At the counselor's office, Aundriana Gaston discusses possible summer school courses. Registration for summer school began April 6. "I took history over the summer because I wanted to get ahead, so in my last year of high school, I could take college classes," junior Aundriana Gaston said.
Photo Credit: Acel Soriano
“I’m taking summer school so that I can have an extra elective and still be able to take French II and finish my foreign language credit and be able to take another class that I am interested in,” freshman Francisco Mandal said.
Students can register for the first session (June 15-July 2) or second session (July 6-July 23) by scheduling an appointment with their counselor. Registration will not be permitted after the summer sessions have commenced.

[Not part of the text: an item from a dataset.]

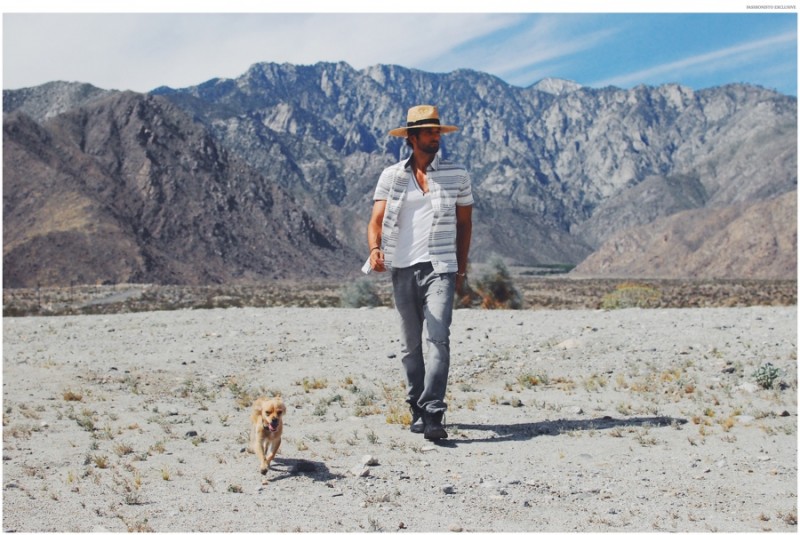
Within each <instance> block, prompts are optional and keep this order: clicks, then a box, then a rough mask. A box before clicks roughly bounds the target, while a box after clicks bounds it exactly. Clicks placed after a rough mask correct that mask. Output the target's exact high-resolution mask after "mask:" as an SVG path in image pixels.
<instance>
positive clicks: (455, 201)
mask: <svg viewBox="0 0 800 535" xmlns="http://www.w3.org/2000/svg"><path fill="white" fill-rule="evenodd" d="M431 206H432V207H433V211H434V212H437V213H441V212H450V211H453V210H455V206H456V196H455V195H451V194H448V192H447V191H445V190H442V191H440V192H439V193H438V195H435V196H434V197H433V198H432V199H431Z"/></svg>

“Summer school is beneficial for students that have taken a class already and don’t feel as if they grasped the content as well as they would like. By retaking a course, it can help a student understand the concepts better. Also, summer school is a good option for students who want to replace a grade in a class,” Lead Counselor Paige DeSantis said.
“I think it’s [summer school] a great opportunity to make up for classes you regret not taking,” freshman Matthew Le said.
Payment for late registration is due on June 10-11 for applicants to the first session and July 2-3 for the second session. Only cash will be accepted and openings for classes may be limited or closed.
“I actually prefer going to the school instead of going online because it gave me something to do over the summer. The schedule was easy and the teachers were nice, I just wish it wasn’t $200 for a full credit,” junior Marissa Villarosa said.
Additionally, the Nevada Learning Academy offers virtual summer school for students interested in taking their classes online. Both sessions for online summer school will be held from June 15-July 23.
“When I first took summer school online, I didn’t know that you were supposed to work on both semesters at the same time, but luckily I found that out before it was too late,” junior Jaime Sesgundo said.